Project Runway Canada was renewed for a fourth season on March 9, 2026. The panel is expected to return.

====Contestants====
Twelve designers from across Canada competed in Season 3. Contestant details were sourced from the official cast announcement released by Bell Media.

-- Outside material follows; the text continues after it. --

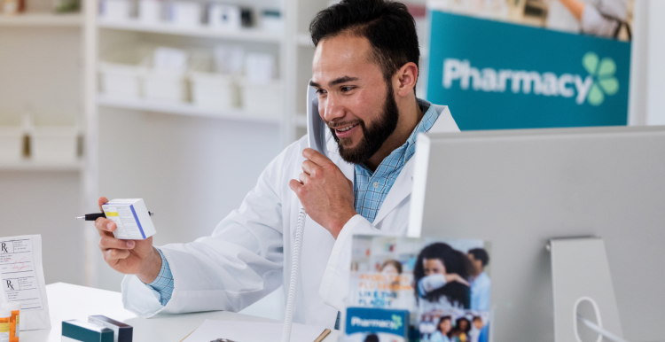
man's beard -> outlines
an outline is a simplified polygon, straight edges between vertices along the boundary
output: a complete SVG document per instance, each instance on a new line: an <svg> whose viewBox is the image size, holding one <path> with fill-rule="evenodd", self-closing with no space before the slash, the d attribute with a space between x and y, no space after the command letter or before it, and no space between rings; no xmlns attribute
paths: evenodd
<svg viewBox="0 0 665 342"><path fill-rule="evenodd" d="M381 148L383 143L397 128L397 120L399 120L397 102L395 100L392 87L387 82L386 85L387 95L386 101L383 104L383 115L375 122L372 122L372 126L369 128L364 120L358 120L358 126L363 128L363 140L358 143L356 148L347 147L351 144L351 138L340 139L335 134L335 129L330 128L332 132L332 137L337 142L340 155L345 161L353 164L364 163Z"/></svg>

| Designer | Age | Hometown / Base | Finish | Outcome |
| Naomi Shindak |  | Winnipeg, Manitoba | Episode 1 | 12th place |
| Naimo Awale |  | Spruce Grove, Alberta | Episode 3 | 10th place |
| Christina "Taalrumiq" Gruben-King |  | Terrace, British Columbia |
| Tashina "Little Feather" Migwans-Odjig |  | Toronto, Ontario | Episode 4 | 9th place |
| Delayne Dixon | 33 | Kamloops, British Columbia | Episode 5 | 8th place |
| Catherine “Cat” Préfontaine |  | Montréal, Quebec | Episode 6 | 6th place |
| Rome Ramsay |  | Toronto, Ontario |
| Maya Ginzburg |  | Montréal, Quebec | Episode 7 | 5th place |
| Foster Siyawareva |  | Toronto, Ontario | Episode 8 | 4th place |
| Charles Lu | 34 | Hamilton, Ontario | Episode 10 | Runner-up |
| Curtis Matysek |  | Toronto, Ontario |
| Leeland Mitchell |  | Toronto, Ontario | Winner |

==== Progress ====
Legend:
 The designer advanced to the Finale.

Contestant progress with placements in each episode
| Contestant | Episode |  |  |  |  |  |  |  |  |  |
| 1 | 2 | 3 | 4 | 5 | 6 | 7 | 8 | 9 | 10 |
| Leeland | WIN | IN | HIGH | LOW | HIGH | LOW | WIN | LOW | ADV | WINNER |
| Charles | IN | HIGH | WIN | HIGH | IN | IN | IN | WIN | ADV | Runner-up |
| Curtis | HIGH | IN | IN | IN | WIN | IN | HIGH | HIGH | ADV | Runner-up |
| Foster | LOW | IN | HIGH | IN | IN | WIN | LOW | OUT |  |  |  |
| Maya | HIGH | IN | IN | LOW | LOW | HIGH | OUT |  |  |  |
| Cat | IN | LOW | LOW | WIN | IN | OUT |  |  |  |  |
| Rome | IN | HIGH | IN | LOW | IN | OUT |  |  |  |  |
| Delayne | IN | WIN | IN | IN | OUT |  |  |  |  |  |
| Little Feather | IN | LOW | IN | OUT |  |  |  |  |  |  |
| Taalrumiq | IN | IN | OUT |  |  |  |  |  |  |  |
| Naimo | LOW | LOW | OUT |  |  |  |  |  |  |  |
| Naomi | OUT |  |  |  |  |  |  |  |  |  |

== Awards ==
In 2008, at the 23rd Gemini Awards, Project Runway Canada won a Gemini Award for "Best Reality Program or Series".